I paradossi che penalizzano l’Italia

Nel lavoro quasi il sessanta per cento delle aziende lamentano la scarsa preparazione dei lavoratori

CESENA. Draghi da solo non basta. Per risolvere i problemi dell’Italia oltre all’abilità di supermario servirebbero un governo di legislatura e politico. Perché, a lungo andare, le diverse visioni della gestione della cosa pubblica rischieranno di incidere su decisioni strategiche e non sempre il carisma del presidente del Consiglio potrebbe essere sufficiente. Inoltre se si vuole cambiare il Paese serve tempo e l’ideale sarebbe un governo di legislatura. Uno o due anni sono insufficienti per completare il lavoro.
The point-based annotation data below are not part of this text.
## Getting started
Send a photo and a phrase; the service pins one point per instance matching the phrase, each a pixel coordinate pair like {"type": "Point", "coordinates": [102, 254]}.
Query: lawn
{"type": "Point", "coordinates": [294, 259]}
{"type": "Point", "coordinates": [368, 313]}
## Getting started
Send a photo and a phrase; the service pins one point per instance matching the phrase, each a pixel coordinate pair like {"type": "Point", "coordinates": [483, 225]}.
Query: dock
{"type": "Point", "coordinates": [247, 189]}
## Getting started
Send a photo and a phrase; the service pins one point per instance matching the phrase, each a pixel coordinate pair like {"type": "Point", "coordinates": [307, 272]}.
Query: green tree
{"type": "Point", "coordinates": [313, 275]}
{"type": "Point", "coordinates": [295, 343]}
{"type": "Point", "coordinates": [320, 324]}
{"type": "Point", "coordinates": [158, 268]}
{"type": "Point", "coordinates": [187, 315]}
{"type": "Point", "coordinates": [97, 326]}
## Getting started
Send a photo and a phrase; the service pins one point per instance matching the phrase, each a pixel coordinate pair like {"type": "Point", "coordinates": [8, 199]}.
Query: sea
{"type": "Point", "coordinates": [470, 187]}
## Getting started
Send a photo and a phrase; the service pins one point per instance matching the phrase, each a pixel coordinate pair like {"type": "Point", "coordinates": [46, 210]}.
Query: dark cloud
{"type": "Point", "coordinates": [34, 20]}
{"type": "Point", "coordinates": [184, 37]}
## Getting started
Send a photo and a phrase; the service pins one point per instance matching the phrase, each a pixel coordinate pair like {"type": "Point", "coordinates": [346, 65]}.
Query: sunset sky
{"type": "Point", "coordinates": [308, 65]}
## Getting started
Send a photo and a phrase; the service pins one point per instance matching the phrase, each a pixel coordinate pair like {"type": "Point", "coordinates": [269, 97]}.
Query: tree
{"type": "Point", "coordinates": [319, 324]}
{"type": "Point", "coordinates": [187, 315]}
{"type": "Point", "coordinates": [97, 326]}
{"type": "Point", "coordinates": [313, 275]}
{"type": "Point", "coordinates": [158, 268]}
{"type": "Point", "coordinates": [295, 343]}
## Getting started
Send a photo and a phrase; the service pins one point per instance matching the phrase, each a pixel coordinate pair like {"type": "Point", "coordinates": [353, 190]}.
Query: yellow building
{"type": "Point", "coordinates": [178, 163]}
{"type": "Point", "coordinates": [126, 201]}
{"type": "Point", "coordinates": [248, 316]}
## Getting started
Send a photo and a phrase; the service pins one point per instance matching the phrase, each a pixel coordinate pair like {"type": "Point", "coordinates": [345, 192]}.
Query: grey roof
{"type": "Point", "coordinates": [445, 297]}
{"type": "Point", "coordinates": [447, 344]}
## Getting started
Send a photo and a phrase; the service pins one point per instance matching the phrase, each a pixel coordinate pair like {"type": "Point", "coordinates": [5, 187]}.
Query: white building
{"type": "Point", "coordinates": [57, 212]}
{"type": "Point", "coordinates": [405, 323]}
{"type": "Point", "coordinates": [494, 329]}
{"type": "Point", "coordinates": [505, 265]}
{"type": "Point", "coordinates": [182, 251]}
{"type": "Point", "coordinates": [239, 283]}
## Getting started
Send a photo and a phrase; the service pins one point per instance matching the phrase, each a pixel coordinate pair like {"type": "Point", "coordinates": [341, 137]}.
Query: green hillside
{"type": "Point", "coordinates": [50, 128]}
Di situazioni da risolvere ce ne sono parecchie. Diverse sono paradossi. Una è la difficoltà di reperimento di personale qualificato. E’ conosciuto come “mismatch”, termine inglese che letteralmente significa “”divario”, “discrepanza”, “non corrispondenza”. In ambito socio economico indica il mancato incontro, il non allineamento, tra la domanda e l’offerta di lavoro.  Un problema che rischia di rappresentare una zavorra alla ripresa post Covid. In Italia continua ad attestarsi su valori elevati, specie nelle discipline scientifico tecnologiche. 

Da un pezzo pubblicato su Il Sole 24 Ore emerge che per il 57,8% delle imprese è proprio la “sotto qualificazione tecnico-scientifica” il fattore principale alla base del “gap di preparazione” dei lavoratori. Per il 45 per cento delle aziende questo “disallineamento” emerge subito, già nella fase di selezione, e, inevitabilmente, è chiamata in causa la scuola. Le difficoltà di reperimento si fanno sentire soprattutto su Ict, trasporti e logistica, servizi alle imprese, multiutility, costruzione e industria. Quindi non è un problema di lana caprina. I settori in sofferenza rappresentano il core business del made in Italy. Ma come fare per risolvere il problema?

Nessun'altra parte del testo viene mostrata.